A primera vista el significado de la inteligencia artificial no podría pintarse en blanco y negro. La cura del cáncer, por ejemplo, debería colocarse en la balanza con un desempleo masivo y estructural. Se llegaría a estar en presencia, por tanto, de beneficios y perjuicios mayúsculos que deberían sopesarse entre sí. Ángeles y demonios competirían por definir la naturaleza de esta tecnología. Lo único que si constituiría un peligro absoluto y no redimible sería la posibilidad de que ésta, al igual que el Skynet de Terminator, tomase el control del planeta en perjuicio de la civilización humana.
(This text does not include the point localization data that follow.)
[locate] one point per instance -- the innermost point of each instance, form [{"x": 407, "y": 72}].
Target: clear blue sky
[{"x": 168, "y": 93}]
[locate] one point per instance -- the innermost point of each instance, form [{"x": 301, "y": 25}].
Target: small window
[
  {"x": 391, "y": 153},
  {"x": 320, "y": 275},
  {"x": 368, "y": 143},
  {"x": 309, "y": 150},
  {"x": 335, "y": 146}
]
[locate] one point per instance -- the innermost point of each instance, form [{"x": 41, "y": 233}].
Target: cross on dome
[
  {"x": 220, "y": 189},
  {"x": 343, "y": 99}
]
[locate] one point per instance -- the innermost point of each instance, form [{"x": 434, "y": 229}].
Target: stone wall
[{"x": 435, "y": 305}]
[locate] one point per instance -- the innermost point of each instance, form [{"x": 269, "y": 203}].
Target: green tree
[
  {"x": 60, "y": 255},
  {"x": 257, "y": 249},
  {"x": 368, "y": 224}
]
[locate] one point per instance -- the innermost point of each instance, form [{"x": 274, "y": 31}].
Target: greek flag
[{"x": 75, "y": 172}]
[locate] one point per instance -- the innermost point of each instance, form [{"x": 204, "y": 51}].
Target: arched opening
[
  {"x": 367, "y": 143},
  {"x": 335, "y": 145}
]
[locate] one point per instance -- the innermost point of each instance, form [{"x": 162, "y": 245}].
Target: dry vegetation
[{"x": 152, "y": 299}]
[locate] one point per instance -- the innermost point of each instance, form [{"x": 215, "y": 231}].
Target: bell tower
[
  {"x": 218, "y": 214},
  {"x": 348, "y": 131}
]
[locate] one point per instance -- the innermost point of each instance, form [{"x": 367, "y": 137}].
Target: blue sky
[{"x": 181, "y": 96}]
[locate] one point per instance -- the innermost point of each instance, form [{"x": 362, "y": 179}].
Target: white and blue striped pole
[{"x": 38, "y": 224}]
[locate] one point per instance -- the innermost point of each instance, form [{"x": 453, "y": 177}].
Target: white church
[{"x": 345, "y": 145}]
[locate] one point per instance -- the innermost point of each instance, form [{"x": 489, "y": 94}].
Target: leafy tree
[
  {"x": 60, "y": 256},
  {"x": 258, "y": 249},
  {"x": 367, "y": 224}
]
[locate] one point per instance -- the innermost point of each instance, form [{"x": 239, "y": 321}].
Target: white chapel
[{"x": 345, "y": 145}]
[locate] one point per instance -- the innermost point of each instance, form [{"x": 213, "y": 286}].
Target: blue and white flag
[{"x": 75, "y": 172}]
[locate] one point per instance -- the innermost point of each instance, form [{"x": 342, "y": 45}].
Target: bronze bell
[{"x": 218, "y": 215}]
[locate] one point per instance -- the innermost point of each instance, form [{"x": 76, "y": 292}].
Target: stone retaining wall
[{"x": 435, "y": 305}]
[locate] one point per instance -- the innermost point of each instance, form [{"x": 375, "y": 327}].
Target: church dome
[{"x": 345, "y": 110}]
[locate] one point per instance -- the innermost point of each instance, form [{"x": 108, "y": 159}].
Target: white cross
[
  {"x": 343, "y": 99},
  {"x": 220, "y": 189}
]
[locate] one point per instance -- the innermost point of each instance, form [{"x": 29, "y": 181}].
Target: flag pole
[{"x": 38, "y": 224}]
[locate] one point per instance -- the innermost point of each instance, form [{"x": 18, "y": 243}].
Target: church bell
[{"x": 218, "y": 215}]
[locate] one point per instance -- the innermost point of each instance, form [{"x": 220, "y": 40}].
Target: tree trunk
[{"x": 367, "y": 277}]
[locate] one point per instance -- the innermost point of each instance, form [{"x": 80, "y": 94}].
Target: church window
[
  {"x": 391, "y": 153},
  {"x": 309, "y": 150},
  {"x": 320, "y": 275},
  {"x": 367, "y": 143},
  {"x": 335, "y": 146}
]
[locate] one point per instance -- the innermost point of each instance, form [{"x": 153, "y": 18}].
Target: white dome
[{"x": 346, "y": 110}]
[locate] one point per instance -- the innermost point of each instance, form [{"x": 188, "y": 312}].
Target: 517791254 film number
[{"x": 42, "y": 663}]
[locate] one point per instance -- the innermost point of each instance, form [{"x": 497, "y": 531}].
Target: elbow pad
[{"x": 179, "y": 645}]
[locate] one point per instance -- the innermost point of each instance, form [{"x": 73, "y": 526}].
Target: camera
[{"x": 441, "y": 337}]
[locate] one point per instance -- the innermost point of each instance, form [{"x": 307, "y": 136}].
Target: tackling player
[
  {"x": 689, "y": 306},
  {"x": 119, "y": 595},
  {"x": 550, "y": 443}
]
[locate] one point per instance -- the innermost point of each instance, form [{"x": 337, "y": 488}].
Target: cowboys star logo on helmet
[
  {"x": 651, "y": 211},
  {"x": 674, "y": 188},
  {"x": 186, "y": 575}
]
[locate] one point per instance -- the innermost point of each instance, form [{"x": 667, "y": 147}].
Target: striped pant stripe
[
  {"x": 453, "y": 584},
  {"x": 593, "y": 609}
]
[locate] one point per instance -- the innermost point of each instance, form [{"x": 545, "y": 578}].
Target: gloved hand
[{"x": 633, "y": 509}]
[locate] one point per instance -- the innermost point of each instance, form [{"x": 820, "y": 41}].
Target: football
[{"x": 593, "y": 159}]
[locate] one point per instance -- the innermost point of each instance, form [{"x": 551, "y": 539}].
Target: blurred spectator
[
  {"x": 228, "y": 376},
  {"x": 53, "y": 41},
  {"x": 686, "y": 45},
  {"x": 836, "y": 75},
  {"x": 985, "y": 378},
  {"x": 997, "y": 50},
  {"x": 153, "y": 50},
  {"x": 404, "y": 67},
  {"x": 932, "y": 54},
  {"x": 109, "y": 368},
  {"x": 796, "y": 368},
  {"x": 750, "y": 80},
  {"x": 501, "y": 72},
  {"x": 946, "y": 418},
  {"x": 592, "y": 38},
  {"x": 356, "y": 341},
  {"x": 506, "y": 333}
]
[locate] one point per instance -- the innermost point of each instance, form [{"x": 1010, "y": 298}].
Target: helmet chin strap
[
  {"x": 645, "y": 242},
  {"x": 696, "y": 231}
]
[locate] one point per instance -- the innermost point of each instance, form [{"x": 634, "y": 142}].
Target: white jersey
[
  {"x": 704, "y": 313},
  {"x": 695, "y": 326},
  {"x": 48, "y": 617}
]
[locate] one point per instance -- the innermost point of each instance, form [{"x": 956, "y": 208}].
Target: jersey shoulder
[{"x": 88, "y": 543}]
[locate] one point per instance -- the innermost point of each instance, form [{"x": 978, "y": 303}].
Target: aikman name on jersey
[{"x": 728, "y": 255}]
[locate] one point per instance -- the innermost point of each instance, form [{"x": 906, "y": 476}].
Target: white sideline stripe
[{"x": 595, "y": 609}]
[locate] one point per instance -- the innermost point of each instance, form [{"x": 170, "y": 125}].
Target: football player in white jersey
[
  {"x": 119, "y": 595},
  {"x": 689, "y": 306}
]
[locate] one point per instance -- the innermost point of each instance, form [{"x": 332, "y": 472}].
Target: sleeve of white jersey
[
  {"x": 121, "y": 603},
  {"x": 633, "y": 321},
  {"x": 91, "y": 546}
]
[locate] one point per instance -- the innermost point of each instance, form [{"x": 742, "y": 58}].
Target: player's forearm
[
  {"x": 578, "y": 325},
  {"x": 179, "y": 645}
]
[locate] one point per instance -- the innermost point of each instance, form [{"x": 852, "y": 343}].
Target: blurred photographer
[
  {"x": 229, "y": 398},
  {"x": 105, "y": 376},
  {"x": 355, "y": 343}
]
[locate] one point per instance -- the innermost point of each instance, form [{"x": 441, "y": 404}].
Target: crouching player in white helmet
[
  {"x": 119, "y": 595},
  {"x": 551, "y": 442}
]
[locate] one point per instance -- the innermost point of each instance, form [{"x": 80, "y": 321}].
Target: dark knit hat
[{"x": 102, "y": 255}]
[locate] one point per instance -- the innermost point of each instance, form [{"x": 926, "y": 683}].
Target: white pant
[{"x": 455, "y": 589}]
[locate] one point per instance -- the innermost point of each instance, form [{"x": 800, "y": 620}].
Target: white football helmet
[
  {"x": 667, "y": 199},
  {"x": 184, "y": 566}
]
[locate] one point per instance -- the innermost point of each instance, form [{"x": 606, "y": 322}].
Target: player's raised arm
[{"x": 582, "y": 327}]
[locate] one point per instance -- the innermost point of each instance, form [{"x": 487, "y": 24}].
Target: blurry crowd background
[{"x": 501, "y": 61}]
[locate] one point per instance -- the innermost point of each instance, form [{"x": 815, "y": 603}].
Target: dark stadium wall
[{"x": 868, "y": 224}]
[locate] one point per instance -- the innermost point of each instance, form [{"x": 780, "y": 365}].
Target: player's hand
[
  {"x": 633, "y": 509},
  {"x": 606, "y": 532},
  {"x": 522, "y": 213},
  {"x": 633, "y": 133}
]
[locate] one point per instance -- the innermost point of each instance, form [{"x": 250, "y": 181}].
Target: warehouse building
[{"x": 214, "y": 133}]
Lo cierto es que los temores frente a los riesgos de la Inteligencia parecieran estar prevaleciendo abiertamente frente a las esperanzas que ella invoca. En una famosa carta abierta de marzo de 2014, firmada por más de ocho mil científicos y empresarios de la tecnología del más alto nivel, se hacía un llamado a no dejar que la inteligencia artificial saliese del control humano. Otro tanto ocurrió con una carta abierta de enero de 2015 en la que Stephen Hawkings, Elon Musk y docenas de expertos en inteligencia artificial pedían que no se permitiese que ésta se volviese autónoma, lo cual podría conllevar a riesgos existenciales para la humanidad. A lo largo de este año, y a raíz de la aparición de ChatGPT, aparecieron dos cartas abiertas de mucho significado. La primera correspondió al mes de marzo. En ella, 1.100 signatarios abocados a esta área del conocimiento y donde destacaban figuras como Musk y Steve Wozniak, solicitaban a los laboratorios del mundo una pausa de seis meses en el desarrollo de esta tecnología para reflexionar mejor en como mantenerla bajo control. A finales de mayo, una nueva carta firmada por los presidentes de las principales compañías de inteligencia artificial del mundo, así como por cientos de científicos y expertos en este campo, advertía que el riesgo de extinción humana asociado a esta tecnología debía ponerse a la par con los de una guerra nuclear o una pandemia global. A juicio de sus signatarios, ello debía conducir a definir estándares técnicos globales e imponer regulaciones y salvaguardas.
Así las cosas, entre los propios expertos el riesgo distópico resulta sustancialmente mayor al de la visión utópica. Siendo así, sólo cabría esperar que el sentido común y el instinto de auto preservación humano, que tan mal han funcionado en relación a las armas nucleares o al cambio climático, funcionasen mejor en este caso.